The final step may be the most difficult-to accept the fact that this approach tells what actually occurs in the organism. If a function is logically necessary for a behavior to occur, the organism that performs the behavior must perform the function. It doesn't really matter how foreign or contra-intuitive the conclusion is. A guy I worked with for years, Wes Becker, lived by this motto. If the conclusion is inescapable, don't try to weasel around it.
The inferred-function analysis does not indicate where, how, or through what sort of neurological mechanisms the organism performs the logically required steps, merely that the organism must have some mechanisms and processes that carry them out. A simple game, right? Go from behavior to what is logically needed for that behavior to occur. Apparently not obvious at all. People who are into correlations that center around neurological structures seem to think that theirs is the only game in town. In fact it is a weak game because you have to be very cautious about using correlations to infer how something is caused. An MRI may provide some very general information about what is going on, but it provides no information about the specific content that the system is processing (what's going on in the kid's mind when he's trying to read). It yields information only about broad categories of content or broad emotional states. It tells you if something is going on in a language center, but it doesn't tell you a great deal more, like what specific thoughts or operations are going on in the kid's head.

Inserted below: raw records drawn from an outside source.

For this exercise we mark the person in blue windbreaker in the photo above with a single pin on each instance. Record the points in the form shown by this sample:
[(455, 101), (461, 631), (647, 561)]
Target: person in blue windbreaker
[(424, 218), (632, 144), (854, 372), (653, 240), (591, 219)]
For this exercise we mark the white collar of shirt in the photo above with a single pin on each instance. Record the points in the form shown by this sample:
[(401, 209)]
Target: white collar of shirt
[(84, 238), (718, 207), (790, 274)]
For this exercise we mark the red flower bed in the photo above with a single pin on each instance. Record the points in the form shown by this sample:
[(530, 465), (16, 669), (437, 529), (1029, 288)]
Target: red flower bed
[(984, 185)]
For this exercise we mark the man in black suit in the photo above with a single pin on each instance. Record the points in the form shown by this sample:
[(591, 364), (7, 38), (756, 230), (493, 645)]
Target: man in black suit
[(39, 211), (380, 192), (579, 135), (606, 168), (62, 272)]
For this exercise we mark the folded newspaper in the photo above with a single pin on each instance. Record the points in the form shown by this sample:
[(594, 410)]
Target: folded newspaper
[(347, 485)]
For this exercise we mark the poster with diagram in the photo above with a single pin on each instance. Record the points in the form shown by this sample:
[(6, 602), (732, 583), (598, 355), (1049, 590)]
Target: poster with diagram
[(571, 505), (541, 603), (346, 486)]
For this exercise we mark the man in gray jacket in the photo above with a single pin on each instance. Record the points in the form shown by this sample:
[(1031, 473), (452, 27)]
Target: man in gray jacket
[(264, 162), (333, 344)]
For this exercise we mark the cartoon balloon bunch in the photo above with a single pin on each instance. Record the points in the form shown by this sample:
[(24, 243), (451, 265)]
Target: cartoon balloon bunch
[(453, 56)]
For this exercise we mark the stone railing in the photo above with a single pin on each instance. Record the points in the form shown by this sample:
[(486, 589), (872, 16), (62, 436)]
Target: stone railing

This doesn't mean that you can't play the correlation game with brain activity; however, the fact that an MRI provides "empirical documentation" doesn't rigorously account for much. You don't train the brain to have a different pattern; you work on content and performance. If the training works, it may result in changes in brain activity that are correlated with the learner's performance.
Anyhow, inferring necessary functions based on performance takes you to places you would not believe. If you start with a simple organism that performs an apparently simple behavior and observe the behavior carefully, you discover that the simple organism is not that at all. Labeling the behavior as "inherited" or as a product of its genes does not tell us anything about the nuts and bolts of what has to go on inside its performance system for that behavior to be possible.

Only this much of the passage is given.